Pre-convention antique ivory can still be legally traded under the CITES ban
But because it is still possible to move ivory within the EU, ivory from countries with an export ban still finds its way onto the international market. That’s why many argue that restrictions are needed on an EU-level.
The European Commission says it has no evidence that legal trade in old ivory items in the EU is used to launder illegal ivory. But spokesperson Enrico Brivio told DW that a new EU action plan against wildlife trafficking to be presented in March would “contemplate” the large volumes of pre-convention ivory being exported from Europe.

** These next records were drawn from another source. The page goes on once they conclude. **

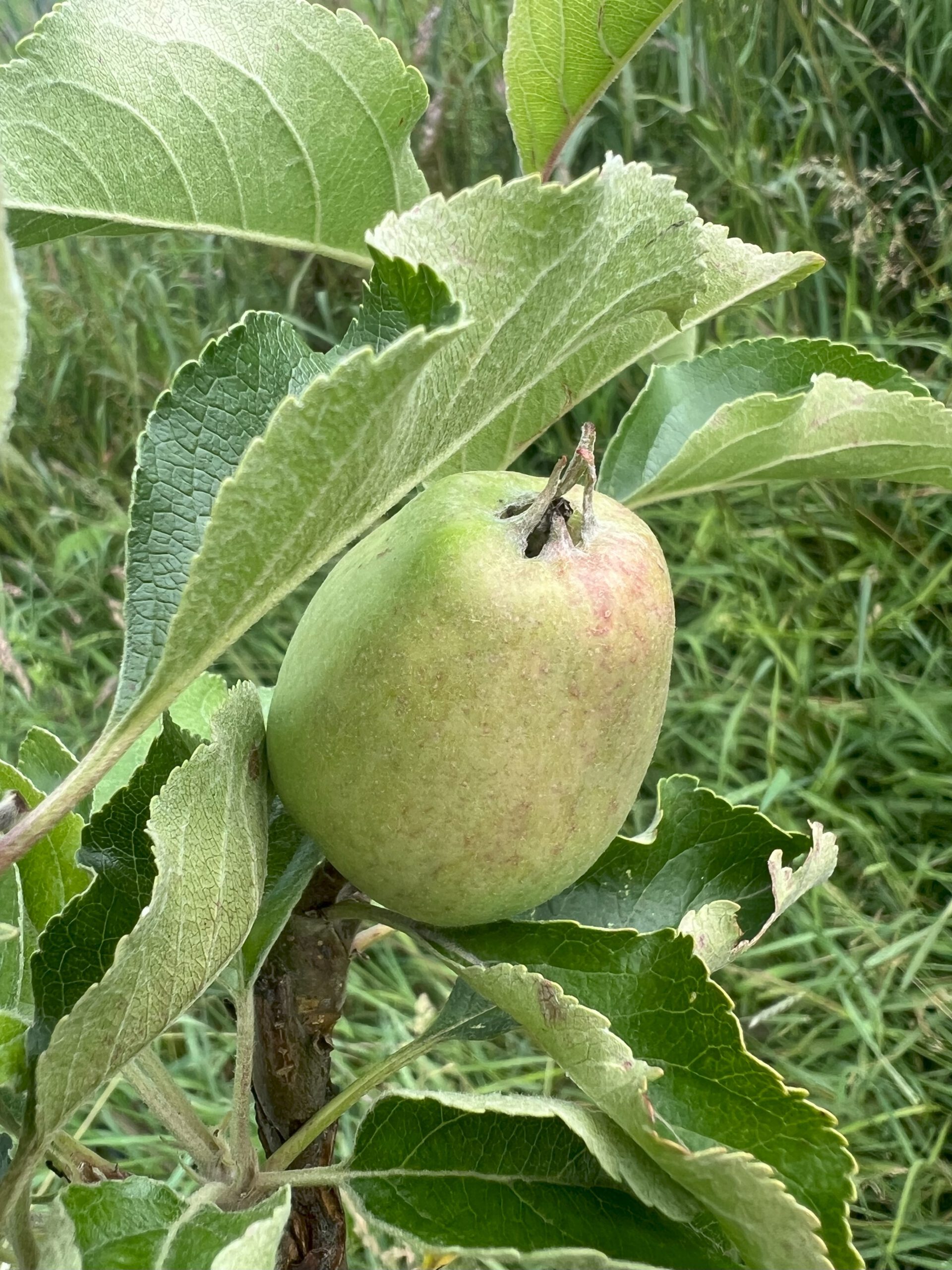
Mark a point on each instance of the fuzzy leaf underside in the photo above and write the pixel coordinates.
(838, 430)
(667, 1012)
(293, 859)
(192, 710)
(50, 876)
(521, 1175)
(209, 832)
(78, 947)
(681, 399)
(16, 987)
(558, 285)
(13, 324)
(700, 849)
(202, 427)
(143, 1223)
(567, 286)
(193, 441)
(44, 760)
(769, 1227)
(281, 123)
(560, 58)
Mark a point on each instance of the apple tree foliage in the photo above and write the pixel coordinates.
(139, 876)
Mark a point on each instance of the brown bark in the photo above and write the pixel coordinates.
(298, 999)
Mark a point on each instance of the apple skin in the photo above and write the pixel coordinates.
(464, 728)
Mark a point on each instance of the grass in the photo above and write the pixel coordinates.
(814, 662)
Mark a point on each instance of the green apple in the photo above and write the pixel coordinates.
(468, 709)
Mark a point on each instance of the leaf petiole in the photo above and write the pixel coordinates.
(163, 1096)
(375, 1075)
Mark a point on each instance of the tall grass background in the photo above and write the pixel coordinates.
(814, 661)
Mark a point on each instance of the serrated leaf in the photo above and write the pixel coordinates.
(700, 849)
(78, 945)
(44, 760)
(521, 1175)
(207, 1239)
(681, 399)
(466, 1015)
(13, 324)
(192, 710)
(714, 928)
(209, 831)
(281, 123)
(50, 876)
(143, 1225)
(559, 285)
(293, 859)
(564, 287)
(769, 1227)
(838, 430)
(667, 1013)
(560, 58)
(202, 427)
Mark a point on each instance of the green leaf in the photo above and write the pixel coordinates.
(714, 928)
(202, 427)
(192, 710)
(209, 832)
(466, 1015)
(564, 287)
(328, 466)
(681, 399)
(838, 430)
(143, 1225)
(560, 58)
(281, 123)
(293, 859)
(699, 849)
(673, 1025)
(521, 1174)
(44, 760)
(50, 876)
(13, 324)
(16, 987)
(76, 948)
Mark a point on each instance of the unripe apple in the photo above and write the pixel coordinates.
(469, 706)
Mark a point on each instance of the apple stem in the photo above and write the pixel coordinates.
(567, 474)
(582, 470)
(540, 506)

“We want to make sure that this does not fuel the demand for ivory in Asia, which has been increasing considerably in the last decade,” Brivio said.
It remains to be seen whether the plan will lay the groundwork for a ban on Europe’s remaining ivory trade. But Travers, who delivered a carload of hand-signed petitions to the 1989 meeting that ushered in the ban, says concerned elephant lovers have more power than ever to push for action.
“With the development of social media, today we can all engage and be aware, petition our [parliamentarians], we can support field initiatives at the press of a button – that’s a major game-changer in the whole democratization of this process.”